Entre el cuarto de Angélica y Pedro se encontraba un tercer cuarto que durante años había servido de almacén. Allí se mudaría Robertito durante algún tiempo, en lo que se resolvían los problemas, pensaba él y todos en general. Lo que no esperaba es que surgieran nuevos problemas con su llegada y que desestabilizara la acostumbrada armonía del hogar.

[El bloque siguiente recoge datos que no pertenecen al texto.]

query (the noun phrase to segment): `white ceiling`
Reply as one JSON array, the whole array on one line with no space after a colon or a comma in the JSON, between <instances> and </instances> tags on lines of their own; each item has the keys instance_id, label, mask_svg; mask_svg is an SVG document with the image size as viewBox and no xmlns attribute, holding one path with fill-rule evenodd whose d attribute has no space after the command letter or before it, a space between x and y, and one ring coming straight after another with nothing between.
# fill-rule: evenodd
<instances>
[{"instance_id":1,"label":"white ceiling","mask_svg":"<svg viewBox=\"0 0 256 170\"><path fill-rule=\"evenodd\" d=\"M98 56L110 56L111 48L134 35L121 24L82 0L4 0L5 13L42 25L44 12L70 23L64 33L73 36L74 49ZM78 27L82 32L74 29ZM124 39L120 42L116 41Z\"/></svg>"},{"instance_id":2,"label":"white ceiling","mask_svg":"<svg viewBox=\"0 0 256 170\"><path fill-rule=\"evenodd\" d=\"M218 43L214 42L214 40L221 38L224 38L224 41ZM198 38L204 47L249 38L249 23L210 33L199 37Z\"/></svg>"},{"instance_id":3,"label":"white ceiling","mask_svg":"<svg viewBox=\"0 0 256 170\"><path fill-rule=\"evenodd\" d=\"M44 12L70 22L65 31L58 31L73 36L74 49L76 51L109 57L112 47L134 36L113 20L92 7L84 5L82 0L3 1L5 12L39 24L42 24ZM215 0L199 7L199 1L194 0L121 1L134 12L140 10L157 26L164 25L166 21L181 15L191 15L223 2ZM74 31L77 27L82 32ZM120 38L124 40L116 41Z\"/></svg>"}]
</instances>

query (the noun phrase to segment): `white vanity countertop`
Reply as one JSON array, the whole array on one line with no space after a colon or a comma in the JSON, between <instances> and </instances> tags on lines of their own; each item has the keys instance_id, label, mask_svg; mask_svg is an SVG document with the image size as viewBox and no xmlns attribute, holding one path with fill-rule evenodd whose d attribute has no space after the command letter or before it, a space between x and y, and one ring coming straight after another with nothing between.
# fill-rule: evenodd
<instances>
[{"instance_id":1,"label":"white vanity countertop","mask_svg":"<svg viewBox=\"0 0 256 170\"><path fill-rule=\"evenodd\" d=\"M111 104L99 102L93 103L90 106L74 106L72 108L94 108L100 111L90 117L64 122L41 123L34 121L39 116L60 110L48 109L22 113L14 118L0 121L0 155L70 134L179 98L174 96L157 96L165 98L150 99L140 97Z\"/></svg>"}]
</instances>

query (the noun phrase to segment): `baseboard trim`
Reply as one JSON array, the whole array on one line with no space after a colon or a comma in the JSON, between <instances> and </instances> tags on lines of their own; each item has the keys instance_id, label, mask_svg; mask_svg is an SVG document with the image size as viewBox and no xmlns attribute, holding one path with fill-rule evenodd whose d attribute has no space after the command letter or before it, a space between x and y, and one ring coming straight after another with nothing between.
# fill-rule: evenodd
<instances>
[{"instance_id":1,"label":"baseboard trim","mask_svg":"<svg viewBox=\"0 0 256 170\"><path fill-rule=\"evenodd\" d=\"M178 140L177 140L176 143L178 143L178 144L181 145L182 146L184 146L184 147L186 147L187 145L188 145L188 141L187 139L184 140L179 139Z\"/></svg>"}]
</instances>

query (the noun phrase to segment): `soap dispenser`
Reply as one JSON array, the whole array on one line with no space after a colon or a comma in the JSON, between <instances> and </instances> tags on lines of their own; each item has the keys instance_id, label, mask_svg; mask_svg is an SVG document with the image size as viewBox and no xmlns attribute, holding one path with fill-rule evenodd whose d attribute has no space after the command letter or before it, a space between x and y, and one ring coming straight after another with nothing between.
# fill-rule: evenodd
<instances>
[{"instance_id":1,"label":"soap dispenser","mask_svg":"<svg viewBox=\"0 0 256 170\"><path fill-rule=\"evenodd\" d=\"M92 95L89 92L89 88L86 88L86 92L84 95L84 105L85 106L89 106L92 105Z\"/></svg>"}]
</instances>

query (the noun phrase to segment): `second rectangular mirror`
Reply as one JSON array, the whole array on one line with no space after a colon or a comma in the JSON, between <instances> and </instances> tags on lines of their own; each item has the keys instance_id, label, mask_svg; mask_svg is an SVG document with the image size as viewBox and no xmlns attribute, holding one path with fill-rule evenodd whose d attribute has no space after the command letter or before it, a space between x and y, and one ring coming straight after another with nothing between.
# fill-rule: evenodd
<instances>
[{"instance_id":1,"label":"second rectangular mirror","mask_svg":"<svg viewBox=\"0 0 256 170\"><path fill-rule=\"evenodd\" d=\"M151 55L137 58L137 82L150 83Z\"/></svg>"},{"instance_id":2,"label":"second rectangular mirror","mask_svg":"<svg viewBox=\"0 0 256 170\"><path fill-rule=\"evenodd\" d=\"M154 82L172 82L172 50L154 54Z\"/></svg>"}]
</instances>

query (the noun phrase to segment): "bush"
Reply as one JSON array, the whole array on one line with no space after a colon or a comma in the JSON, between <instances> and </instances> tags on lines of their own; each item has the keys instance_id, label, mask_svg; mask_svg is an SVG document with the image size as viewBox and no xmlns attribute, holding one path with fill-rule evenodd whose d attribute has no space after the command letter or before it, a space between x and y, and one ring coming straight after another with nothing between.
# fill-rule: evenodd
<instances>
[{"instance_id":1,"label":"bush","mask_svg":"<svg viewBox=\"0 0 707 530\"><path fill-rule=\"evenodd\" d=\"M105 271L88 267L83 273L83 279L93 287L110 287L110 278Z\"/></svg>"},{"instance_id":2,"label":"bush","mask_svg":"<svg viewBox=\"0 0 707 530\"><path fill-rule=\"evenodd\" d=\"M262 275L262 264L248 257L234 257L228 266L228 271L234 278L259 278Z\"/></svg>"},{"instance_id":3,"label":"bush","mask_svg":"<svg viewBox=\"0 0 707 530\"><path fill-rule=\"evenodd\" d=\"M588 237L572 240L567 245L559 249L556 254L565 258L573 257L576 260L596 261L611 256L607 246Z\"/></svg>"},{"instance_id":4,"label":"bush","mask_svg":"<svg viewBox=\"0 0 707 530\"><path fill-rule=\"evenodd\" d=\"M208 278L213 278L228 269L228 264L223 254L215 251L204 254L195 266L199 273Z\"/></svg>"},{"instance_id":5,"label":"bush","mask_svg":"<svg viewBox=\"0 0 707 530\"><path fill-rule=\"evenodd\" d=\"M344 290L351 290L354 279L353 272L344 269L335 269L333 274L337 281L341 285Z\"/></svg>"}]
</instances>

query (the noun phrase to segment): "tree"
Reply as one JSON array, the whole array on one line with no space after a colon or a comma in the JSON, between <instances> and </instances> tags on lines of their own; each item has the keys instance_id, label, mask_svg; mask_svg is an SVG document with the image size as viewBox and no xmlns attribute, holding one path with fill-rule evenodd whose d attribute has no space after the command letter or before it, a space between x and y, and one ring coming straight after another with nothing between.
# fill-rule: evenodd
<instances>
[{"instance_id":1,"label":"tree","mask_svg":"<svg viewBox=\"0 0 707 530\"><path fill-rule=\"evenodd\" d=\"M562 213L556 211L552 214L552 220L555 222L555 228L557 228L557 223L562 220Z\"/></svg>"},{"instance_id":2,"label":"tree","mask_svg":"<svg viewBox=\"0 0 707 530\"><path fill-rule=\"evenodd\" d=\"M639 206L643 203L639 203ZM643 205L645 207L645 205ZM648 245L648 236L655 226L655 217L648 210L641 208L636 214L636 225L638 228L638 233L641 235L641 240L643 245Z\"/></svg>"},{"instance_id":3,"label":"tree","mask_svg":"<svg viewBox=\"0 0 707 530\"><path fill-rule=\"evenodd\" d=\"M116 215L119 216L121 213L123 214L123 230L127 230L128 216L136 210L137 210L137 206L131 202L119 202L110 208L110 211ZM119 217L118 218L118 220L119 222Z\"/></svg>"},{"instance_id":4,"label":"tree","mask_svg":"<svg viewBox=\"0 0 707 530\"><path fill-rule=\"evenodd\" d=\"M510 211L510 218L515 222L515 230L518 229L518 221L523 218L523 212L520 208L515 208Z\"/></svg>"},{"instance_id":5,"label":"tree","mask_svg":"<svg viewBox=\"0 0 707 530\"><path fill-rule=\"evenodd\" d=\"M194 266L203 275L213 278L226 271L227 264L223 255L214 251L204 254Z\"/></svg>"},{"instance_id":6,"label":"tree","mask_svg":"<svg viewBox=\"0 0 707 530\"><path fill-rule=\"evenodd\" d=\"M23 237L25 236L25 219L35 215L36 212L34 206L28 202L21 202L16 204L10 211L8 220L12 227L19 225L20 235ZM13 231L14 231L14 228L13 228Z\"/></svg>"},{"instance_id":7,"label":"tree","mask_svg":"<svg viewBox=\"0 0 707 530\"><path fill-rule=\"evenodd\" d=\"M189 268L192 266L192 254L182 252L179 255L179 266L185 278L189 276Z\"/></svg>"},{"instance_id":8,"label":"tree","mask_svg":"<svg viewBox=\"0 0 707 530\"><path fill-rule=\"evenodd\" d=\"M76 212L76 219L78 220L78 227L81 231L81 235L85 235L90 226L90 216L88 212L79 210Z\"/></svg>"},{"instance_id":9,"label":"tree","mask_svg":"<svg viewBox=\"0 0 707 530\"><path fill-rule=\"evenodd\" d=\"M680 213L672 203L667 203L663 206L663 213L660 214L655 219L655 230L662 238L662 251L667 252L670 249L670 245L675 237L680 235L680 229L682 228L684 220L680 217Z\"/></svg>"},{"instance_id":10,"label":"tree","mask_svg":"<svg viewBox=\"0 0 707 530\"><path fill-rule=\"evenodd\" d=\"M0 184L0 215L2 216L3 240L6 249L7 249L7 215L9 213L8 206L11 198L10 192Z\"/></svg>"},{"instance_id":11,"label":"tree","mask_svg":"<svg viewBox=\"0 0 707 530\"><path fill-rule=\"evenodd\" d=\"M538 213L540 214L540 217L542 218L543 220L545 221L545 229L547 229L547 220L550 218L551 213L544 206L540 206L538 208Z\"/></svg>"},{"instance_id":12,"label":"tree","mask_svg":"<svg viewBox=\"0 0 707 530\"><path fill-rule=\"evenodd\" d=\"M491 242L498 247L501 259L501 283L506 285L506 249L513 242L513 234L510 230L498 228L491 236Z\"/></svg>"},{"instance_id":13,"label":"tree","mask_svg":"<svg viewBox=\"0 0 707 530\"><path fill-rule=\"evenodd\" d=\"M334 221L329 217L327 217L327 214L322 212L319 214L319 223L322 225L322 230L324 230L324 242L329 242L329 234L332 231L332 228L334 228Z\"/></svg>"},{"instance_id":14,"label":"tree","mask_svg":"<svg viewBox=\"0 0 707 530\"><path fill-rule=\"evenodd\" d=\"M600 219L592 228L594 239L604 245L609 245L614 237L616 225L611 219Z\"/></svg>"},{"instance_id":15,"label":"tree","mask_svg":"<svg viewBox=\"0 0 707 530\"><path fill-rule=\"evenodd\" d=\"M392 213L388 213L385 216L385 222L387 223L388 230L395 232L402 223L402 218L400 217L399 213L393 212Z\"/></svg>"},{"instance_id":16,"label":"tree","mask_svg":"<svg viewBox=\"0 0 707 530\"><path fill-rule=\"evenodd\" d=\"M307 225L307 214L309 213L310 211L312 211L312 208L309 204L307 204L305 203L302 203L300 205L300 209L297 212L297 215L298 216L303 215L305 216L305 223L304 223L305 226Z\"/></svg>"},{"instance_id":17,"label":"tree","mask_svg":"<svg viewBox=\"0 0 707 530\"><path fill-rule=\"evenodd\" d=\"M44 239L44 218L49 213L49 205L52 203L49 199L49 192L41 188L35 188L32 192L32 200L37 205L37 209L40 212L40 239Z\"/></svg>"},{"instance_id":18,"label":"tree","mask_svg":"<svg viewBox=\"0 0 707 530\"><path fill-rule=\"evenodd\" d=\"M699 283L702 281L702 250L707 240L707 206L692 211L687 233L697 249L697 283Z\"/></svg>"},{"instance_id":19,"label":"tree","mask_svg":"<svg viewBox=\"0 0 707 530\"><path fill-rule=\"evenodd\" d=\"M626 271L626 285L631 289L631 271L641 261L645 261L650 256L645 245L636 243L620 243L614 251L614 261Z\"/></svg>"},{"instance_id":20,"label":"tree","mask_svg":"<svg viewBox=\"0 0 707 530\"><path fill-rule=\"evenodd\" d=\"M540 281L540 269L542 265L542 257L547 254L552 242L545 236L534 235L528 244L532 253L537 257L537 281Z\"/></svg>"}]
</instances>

            Pepe no soportaba Fátima pero recibió a Roberto con alegría, tenía la esperanza de que en las tardes le ayudara en uno de los colmados que tenía cerca del hogar y así ahorrarse el salario de un empleado. La economía no andaba muy buena y a los catorce años, unas cuantas horas de trabajo a ningún muchacho le vienen mal. Era parte de lo que el llamaba el proceso de volverse hombre. El trabajo te hacia hombre, un ente útil para la humanidad. 
          
           -¡ Hola nieto, que alegría tenerte en casa!
            -Bendición abuelo!
            -Te tengo un cuartito para que lo arregles. Ven sígueme…
            Sin mucho ánimo Roberto camino tras del abuelo hasta llegar al cuarto. Aquello era una montaña de cosas. Kayak, bicicletas, patines, ropa, computadoras viejas y cuantas cosas se habían recolectado con los años y caído en desuso, terminaba en aquel cuarto.
            -Bueno: ¿Qué te parece?
            -Regado
            - Sí mijo, pero todo tiene solución, hoy mismo sacamos                   todo este reguero de cosas y te dejamos el cuarto habitable.
            -Está bien.

Roberto ayudó al abuelo a vaciar el cuarto, después Altagracia se encargó de echarle agua y desempolvarlo. No querían que una alergia atacara al muchacho por descuido. Al llegar la tarde todo estaba listo. Una cama pequeña, un televisor, la consola de videojuegos y su poca ropa almacenada en el almario. No estaba tan mal después de todo y la abuela cocinaba bien y a tiempo a diferencia de su madre que se la pasaba durmiendo. El cambio quizás sería positivo pensó…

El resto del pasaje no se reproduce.